High-Definition drama

When 100 Centre Street premiered in January on A&E, it was touted not only as the network's first dramatic series, but also the first on TV to be shot in the high-definition format. Yet the visual distinction between the show and your average hour-long courtroom drama may not be that obvious to viewers — which is just fine with director of photography Ron Fortunato. The New York-based series, which is created, executive produced, and sometimes directed by filmmaker Sidney Lumet, may occasionally blaze with the telltale highlights of video, but for the most part it appears closer to film. “My sister asked, ‘All these articles are mentioning HDTV, what am I supposed to be seeing?’” says Fortunato. “I said, ‘Nothing, they're making way too big a deal out of it.’”

One reason the process isn't so noticeable is that 100 Centre Street, which was recently renewed by A&E, is shot with 24p (for progressive scan) rather than 30i (for interlace) cameras; 24p approximates the frame rate of 24fps film cameras, while 30i has the higher-speed look of video. “Sidney picked high-definition because he likes the look of it,” says the DP. “I'm not as gung-ho about it as he is, though I think for this show, the hi-def is great. After I took the job, I saw the 30i, and it looked too clear and crisp; all the things Sidney said he liked about it, I thought worked against it. I had to figure out, how am I going to make him happy, and make myself happy?”

Sony's 24p cameras were new when Fortunato started testing them. “I shot some stuff during the day, I shot some stuff at dusk, and I shot some at night,” he says. “I saw that it handles color very well, and seemed to work very well in mixed light. It's much richer than video. I got a little optimistic. Shooting the first episode or two, I had good days and bad days. It was an odd job, because usually by the time you start shooting a film, you've got your look down — you don't want to be experimenting on time that's going to be up on screen. I had to come to grips with the fact that I was going to be learning a lot during the first couple of weeks. So, I think the difference in look between the first episode and the third episode is tremendous.”

There was another element to the show that made Fortunato wary, particularly from a lighting standpoint. “Sidney wanted to shoot it multi-camera, like a soap opera, but he didn't want it to look like one,” he says. “When he directed, we used three cameras quite often.” The reason, primarily, was budget: Shooting multi-camera meant shaving a day off 100 Centre Street's schedule, and keeping the working hours on the remaining seven days per episode to a more manageable number than usual. But multi-camera production also meant lighting for several angles at once, which is no DP's notion of an ideal situation.

“The biggest thing is not to overlight it, and to realize that you're going to have people in shadows,” says the cinematographer, whose other credits include the independent features Mac, Basquiat, and Nil by Mouth, and the short-lived TV series Wonderland. “Simpler is better: if you start lighting each particular angle as an individual shot, you're going to get screwed. I always thought about where would I light this from if I were doing a film?
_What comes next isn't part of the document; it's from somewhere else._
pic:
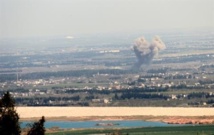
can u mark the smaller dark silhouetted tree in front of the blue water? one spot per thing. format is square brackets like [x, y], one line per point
[38, 127]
And is that going to work? Usually, it didn't. A lot of times it involved working a little higher, having lights hung instead of working off the floor. You had to get clever. If you wanted an eye light on someone, and you were shooting over someone else's shoulders, sometimes you'd let that eye light be an edge light on the other person.

“I would say the lighting package is similar to a low-budget film,” he continues. “The sensitivity to the cameras is about 320 ASA, so it's like working with relatively high-speed film. I used more Kino Flos than I've ever used, because we had a lot of fluorescent locations. It's the only job I've ever done where I didn't carry any 12ks. Jerry Blau, the gaffer, and I said, we have X amount of guys, and we have tons of stuff to get done; maybe we're better off without 12ks because they're so big. We had 6k HMI PARs, which was our biggest light.” Stage sets at Astoria Studios were lit with Mole- Richardson tungsten lights.

New to Fortunato was the crucial relationship with the video engineer. “We wired in each camera to a truck, where the engineer was,” he says. “I would tell him what stop I wanted to work at, and what filter, and he would balance. What was fantastic was, these episodes were 75% color-timed by the time they were cut. In fact, there was one episode where I didn't touch a thing.”

But the most important relationship, of course, was with Lumet. “Sidney has always been a huge hero of mine, and I've always wanted to work with him,” says the DP. “I decided, I don't care if it's shot on Scotch tape, if it's Sidney Lumet, I'm doing it.”